Me with Temple Grandin 
Last week, I went to the Autism conference here and Temple Grandin was speaking.  I was SO excited because I got to meet her!  What an amazing and inspirational person she is to the Autism community!  She had a wealth of information on how to support kids with high functioning Autism like Franklin.  One thing she suggested was to make sure our kids have jobs to do, whether it be helping walk a neighbor's dog, or picking up leaves outside.  Anything that helps people outside the home.  It's really important because it teaches our kids to be social and feel important. I started brainstorming things Franklin could do.  He LOVES dogs, so I thought maybe he could help me make dog treats and we could take them over to the animal shelter.  I also thought maybe we could set up a lemonade stand for him in our backyard and he could offer golfers a cold drink on a hot day.  I know that Franklin loves helping, the key is making him feel like his help is really NEEDED and IMPORTANT.  I really enjoyed hearing Dr. Grandin speak, I have to say, it was the highlight of my summer for sure!  What was funny, is that she's so accomplished, and an adult, and yet, she still has those "Autistic" quirks.   I kept saying, "FRANKLIN DOES THAT!"  For example, throughout her entire speech, she kept saying, "I'm getting on a plane at 5.  I'm stopping in Denver.
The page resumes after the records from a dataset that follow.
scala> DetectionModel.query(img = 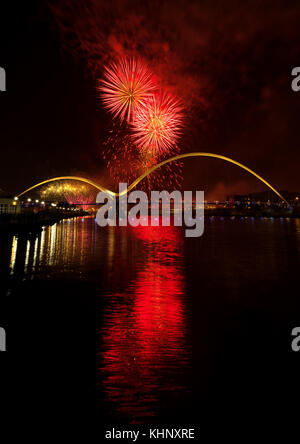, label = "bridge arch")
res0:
[18,151,288,204]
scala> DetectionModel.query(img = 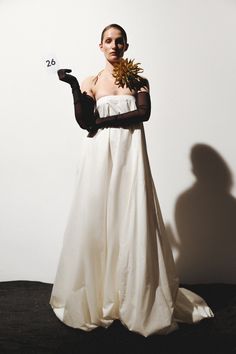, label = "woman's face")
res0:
[99,27,128,63]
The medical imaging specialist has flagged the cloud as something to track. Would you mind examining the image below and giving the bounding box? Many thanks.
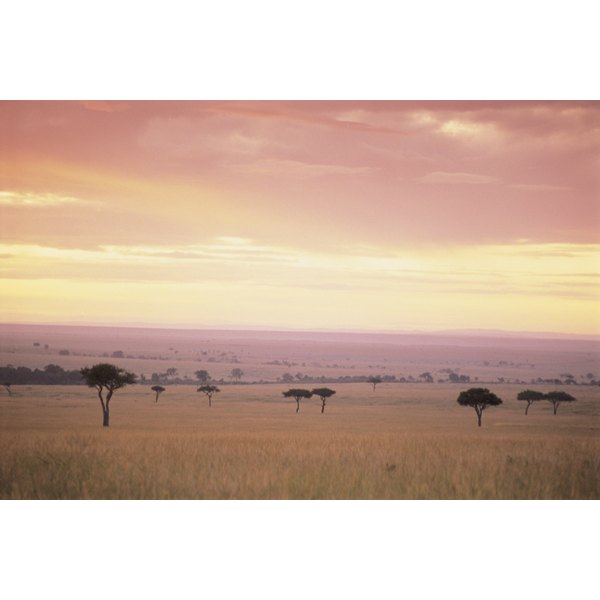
[81,100,130,113]
[0,191,89,207]
[237,158,379,177]
[508,183,573,192]
[417,171,498,185]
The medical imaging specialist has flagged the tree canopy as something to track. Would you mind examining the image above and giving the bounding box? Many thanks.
[150,385,165,402]
[196,385,221,407]
[545,390,577,414]
[367,375,381,391]
[456,388,502,427]
[517,390,545,414]
[80,363,135,427]
[311,388,335,413]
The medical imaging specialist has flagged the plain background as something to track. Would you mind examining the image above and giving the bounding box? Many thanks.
[0,0,600,600]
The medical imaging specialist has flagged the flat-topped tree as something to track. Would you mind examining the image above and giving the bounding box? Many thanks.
[194,369,210,383]
[311,388,335,413]
[544,391,577,414]
[283,388,312,412]
[79,363,135,427]
[196,385,221,408]
[367,376,381,391]
[150,385,165,402]
[517,390,545,414]
[456,388,502,427]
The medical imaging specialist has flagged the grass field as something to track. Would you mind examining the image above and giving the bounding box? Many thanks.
[0,384,600,499]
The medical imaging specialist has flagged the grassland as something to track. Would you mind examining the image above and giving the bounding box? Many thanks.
[0,384,600,499]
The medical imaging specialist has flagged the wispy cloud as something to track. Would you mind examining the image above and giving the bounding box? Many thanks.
[417,171,498,185]
[0,191,91,207]
[508,183,573,192]
[235,158,379,177]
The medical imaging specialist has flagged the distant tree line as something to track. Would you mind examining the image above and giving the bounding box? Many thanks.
[0,365,85,385]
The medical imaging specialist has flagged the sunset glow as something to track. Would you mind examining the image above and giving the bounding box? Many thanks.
[0,101,600,333]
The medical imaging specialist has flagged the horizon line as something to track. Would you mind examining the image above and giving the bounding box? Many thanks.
[0,321,600,341]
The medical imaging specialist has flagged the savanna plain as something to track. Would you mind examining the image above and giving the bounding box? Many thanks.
[0,332,600,499]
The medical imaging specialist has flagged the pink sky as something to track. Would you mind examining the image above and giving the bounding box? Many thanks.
[0,101,600,332]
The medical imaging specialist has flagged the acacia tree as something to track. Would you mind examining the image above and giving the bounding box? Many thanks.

Then I have a flight to Houston," over and over and over again at random points.  Franklin does things like that.  She also had no filter sometimes, saying exactly what she thought.  At one point she didn't like the setup of the screens for her Powerpoint presentation and she said, "well this is stupid!"  It was quite funny when she said what was on her mind, and it was genuine and authentic.   She talked about letting our high functioning kids be eccentric, letting them be the "geeks and nerds" but also teaching them to be professional, to present themselves in a way that is respectful to the world.  I think the most important message I took away from hearing Dr. Grandin was that we need to let our kids be who they are while also teaching them how to become functioning and productive members of society.  There was one quote that stuck with me more than any of the others and that is when she said this, "There have been geeks and nerds throughout time.  Which Caveman do you think made the first stone spear?  It was some Asperger's type banging on a rock in the back of a cave."  So true.
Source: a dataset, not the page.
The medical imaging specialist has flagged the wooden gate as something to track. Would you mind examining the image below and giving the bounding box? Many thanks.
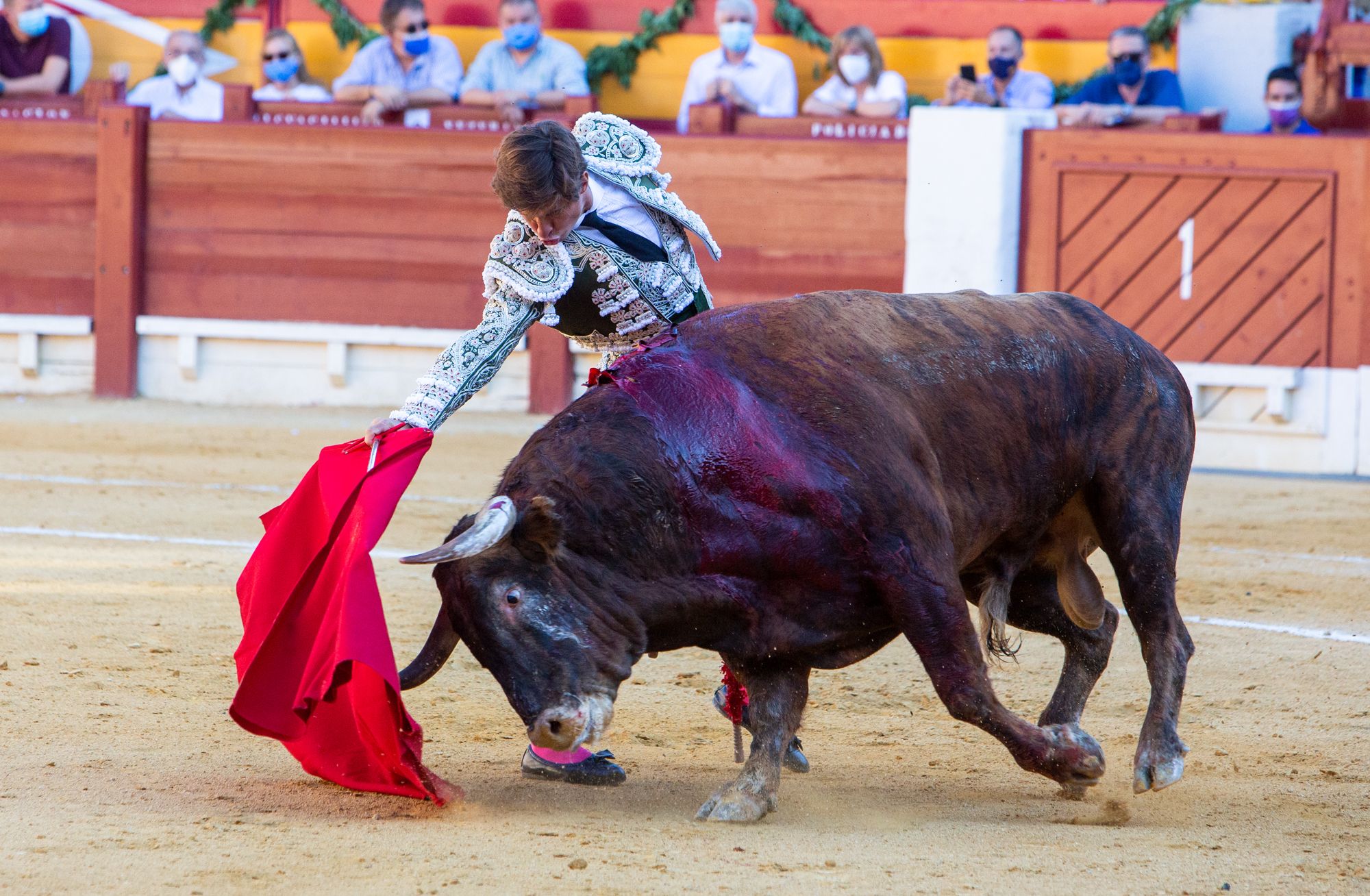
[1022,130,1366,367]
After all the progress we've made, and listening to Temple Grandin speak, I realized that I am really not comfortable with the current plan for Franklin for this next school year.  To the point that I've been having panic attacks over it.  At the advice of Dr. M I have requested an IEP review.  I am VERY nervous to have this meeting.  I am nervous to shake things up, but ultimately I need to do this for Franklin.  Anyway, the meeting is on Monday morning, bright and early, so good thoughts would be appreciated!!

Happy End of Summer to all of you out there in Autism Land!